Photo Credit: Junie Yoo | Daily Texan Staff

Even in standard times, it can be challenging to manage the responsibilities of being a student. Add a global pandemic to the mix, and the challenges we face can become overwhelming. Many of us, students and faculty alike, are managing unexpected responsibilities. These obligations can lead to holes in our educational routines. 

The recorded lectures that arrived with the transition to Zoom due to COVID-19 helped fill this gap. It allowed students to reinforce tough subjects at their own pace. However, some professors chose to omit recordings, which led to inequality in accessibility for students. We need all professors to commit to recording live lectures for the benefit of our learning community.

In order to provide strong support to students, all professors should continue to record lectures even after the pandemic ends.

Many professors have already seen the need for recordings and the benefits it would bring to students. 

“Frankly, the shift to online education was coming anyway,” said Madeleine Redlick, assistant professor of instruction in the department of communication studies. “Having recorded lectures makes it easier for students to access the content they need on a timetable that works not only for them but for everyone around them.”

The switch does not require extra effort by professors because the infrastructure supporting recorded lectures is already here. Tools such as Zoom or the Liberal Arts Instructional Technology Services offer both the live broadcasting of lectures and convenient storage and access through Canvas. 

Digital lectures provide both faculty and students with a more efficient learning experience. Recorded lectures offer students the ability to revisit basic concepts they may have missed in class. The use of office hours can then focus on tackling more profound concepts that require a more thorough explanation. 

“Even before COVID-19 hit, having a lecture that I could revisit helped further my understanding of the material,” civil engineering junior Luke Harper said. “Not all students understand the material the first time, and I was better able to study for my recorded class than for ones that were not.”

Having lectures available for remote attendance plays a role in protecting our campus health at a critical time as well. 

“When I was sick, I felt like I had to choose between my physical health and my academics,” sports management junior Sydney Johnson said. “More often than not, academics won out to my own detriment.”

Because social distancing guidelines will be in place for at least the next semester, remote learning will help eliminate such stories. This resource may potentially prevent the spread of illness to thousands of others and benefits both students and faculty. Students are better able to manage their time and can build their schedules around new responsibilities.

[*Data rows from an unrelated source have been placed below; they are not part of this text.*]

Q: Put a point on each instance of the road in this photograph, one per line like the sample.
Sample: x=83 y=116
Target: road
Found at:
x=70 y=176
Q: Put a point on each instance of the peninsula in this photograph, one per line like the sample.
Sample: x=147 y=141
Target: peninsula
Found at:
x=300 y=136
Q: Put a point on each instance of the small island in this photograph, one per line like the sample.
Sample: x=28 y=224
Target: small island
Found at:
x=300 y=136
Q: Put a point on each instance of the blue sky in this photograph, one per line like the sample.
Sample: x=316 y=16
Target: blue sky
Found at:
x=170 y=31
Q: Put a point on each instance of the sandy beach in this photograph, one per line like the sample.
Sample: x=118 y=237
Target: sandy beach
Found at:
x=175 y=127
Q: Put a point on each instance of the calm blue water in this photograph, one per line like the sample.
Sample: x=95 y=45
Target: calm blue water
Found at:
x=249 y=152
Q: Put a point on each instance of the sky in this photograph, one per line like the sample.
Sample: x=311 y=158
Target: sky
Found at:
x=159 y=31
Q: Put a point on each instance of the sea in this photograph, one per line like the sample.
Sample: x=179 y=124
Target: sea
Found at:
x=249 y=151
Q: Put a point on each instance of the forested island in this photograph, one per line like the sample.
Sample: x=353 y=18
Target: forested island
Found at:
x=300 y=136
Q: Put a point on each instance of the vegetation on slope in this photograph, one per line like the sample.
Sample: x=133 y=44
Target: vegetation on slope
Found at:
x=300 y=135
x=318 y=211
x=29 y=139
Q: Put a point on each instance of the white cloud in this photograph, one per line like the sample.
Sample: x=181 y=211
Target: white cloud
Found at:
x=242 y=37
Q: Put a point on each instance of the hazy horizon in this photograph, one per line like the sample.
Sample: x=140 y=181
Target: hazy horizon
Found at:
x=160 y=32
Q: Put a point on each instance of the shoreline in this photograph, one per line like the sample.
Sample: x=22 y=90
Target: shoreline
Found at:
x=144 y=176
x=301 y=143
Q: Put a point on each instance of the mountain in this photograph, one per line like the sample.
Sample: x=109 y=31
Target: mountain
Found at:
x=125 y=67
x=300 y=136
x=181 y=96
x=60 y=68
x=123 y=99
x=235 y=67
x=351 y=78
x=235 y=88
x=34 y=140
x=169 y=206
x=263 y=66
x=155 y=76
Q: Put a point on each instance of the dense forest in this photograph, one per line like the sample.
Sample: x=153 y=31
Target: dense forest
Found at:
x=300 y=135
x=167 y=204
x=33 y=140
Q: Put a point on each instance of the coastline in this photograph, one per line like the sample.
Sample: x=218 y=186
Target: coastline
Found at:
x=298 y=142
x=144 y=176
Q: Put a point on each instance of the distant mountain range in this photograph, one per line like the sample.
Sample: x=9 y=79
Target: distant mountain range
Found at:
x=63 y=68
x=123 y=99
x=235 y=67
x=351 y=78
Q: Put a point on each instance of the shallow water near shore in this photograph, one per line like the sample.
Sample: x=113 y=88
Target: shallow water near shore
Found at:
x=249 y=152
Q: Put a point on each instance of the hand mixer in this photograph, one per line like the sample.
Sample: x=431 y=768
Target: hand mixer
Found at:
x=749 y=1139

Understandably, some educators may be hesitant to keep recording due to concerns that online learning may threaten or decrease attendance for traditional education. However, live quizzes can be built into Canvas and administered through the Liberal Arts Instructional Technology Services platforms to keep students engaged and accountable on the days that they are ill and can’t attend in-person classes. 

Limits on the use of such quizzes can also be enforced to ensure that students do not take advantage of this practice. Policies should be made on a case-by-case basis for professors to grant leniency while still presenting the best learning experience.

The tools we need to enact this policy are already available through several mediums. It is time for all professors to embrace change and welcome online learning to benefit their students.

Recording lectures enhances the learning experience by ensuring that students have the time they need to succeed. Furthermore, this approach protects our health and creates a safe and sustainable learning environment for all parties. If we are to stand for the UT community’s mental and physical well-being, all professors should embrace the shift to recorded education.

Lee is a civil engineering junior from Plano, Texas.